The classic starting point for numerical solutions to differential equations is the heat equation in one dimension, because it is simple and relatively easy to solve:

$$\frac{\partial u}{\partial t}-\alpha\frac{\partial^2 u}{\partial x^2} = 0$$

Consider the time derivative. One mathematical definition of the derivative is:

$$\frac{\partial u}{\partial t} = \lim_{\Delta t\rightarrow0}\frac{u(x,t+\Delta t)-u(x,t)}{\Delta t}$$

One possible approximation of this derivative is to take not the limit as $\Delta t\rightarrow0$, but simply to choose a small value for $\Delta t$, giving:

$$\frac{\partial u}{\partial t}\approx\frac{u(x,t+\Delta t)-u(x,t)}{\Delta t}$$

A similar approach can be used on the spatial derivative to arrive at (one of several possible approximations):

$$\frac{\partial^2 u}{\partial x^2}\approx\frac{u(x+\Delta x,t)-2u(x,t)+u(x-\Delta x,t)}{\Delta x^2}$$

Putting all this together in the heat equation and re-arranging a bit gives:

$$u(x,t+\Delta t) = u(x,t) + \frac{\alpha\Delta t}{\Delta x^2}\left[u(x+\Delta x,t)-2u(x,t)+u(x-\Delta x,t)\right]$$

Notice that the next state of the system (at $t+\Delta t$, on the left hand side) is expressed entirely in terms of the current state of the system (at $t$) on the right hand side. So you can code this up on a computer and repeatedly evaluate new states with appropriately small choices for $\Delta x$ and $\Delta t$ to get the evolution of the system.
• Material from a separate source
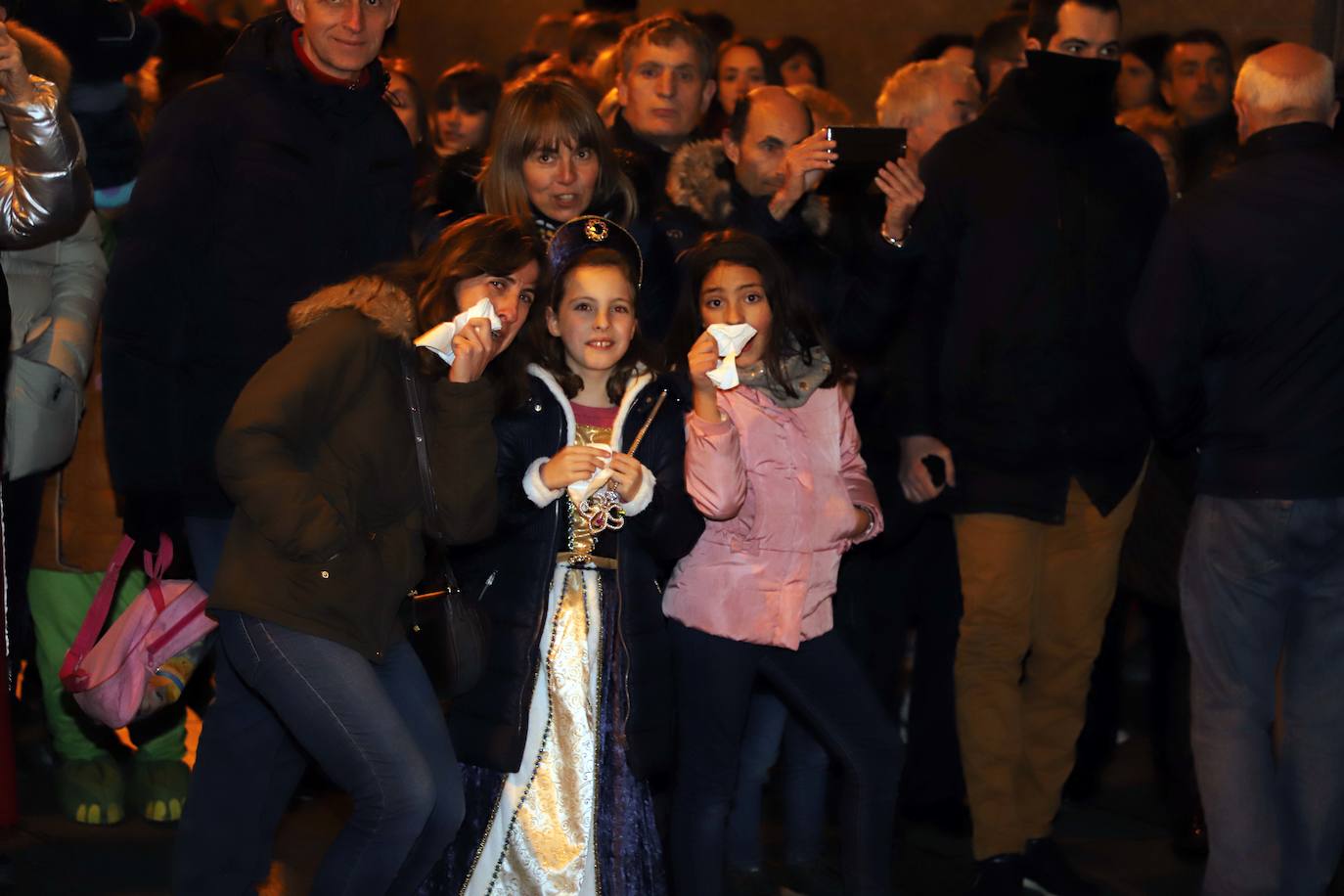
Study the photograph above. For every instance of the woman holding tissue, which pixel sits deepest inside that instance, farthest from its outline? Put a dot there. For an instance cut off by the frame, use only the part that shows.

Conceptually you're going to want to do the same sort of thing with your system of Euler equations, but of course the equations are more complicated (they have more terms and more fields to keep track of). Keep in mind that with a numerical solution you are ALWAYS constructing an approximation, so there is by definition an error in your solution. Now the game is to (1) understand how accurate your approximation is, when it is valid, converged and so on and (2) try to keep your errors as small as possible while paying a reasonable cost in computation resources. The example I gave is easy to understand and gives a roughly correct answer for some simple scenarios, but is generally notoriously poorly converged and has large errors. But once you understand this basic example, reading up on more complicated solution schemes will be much easier.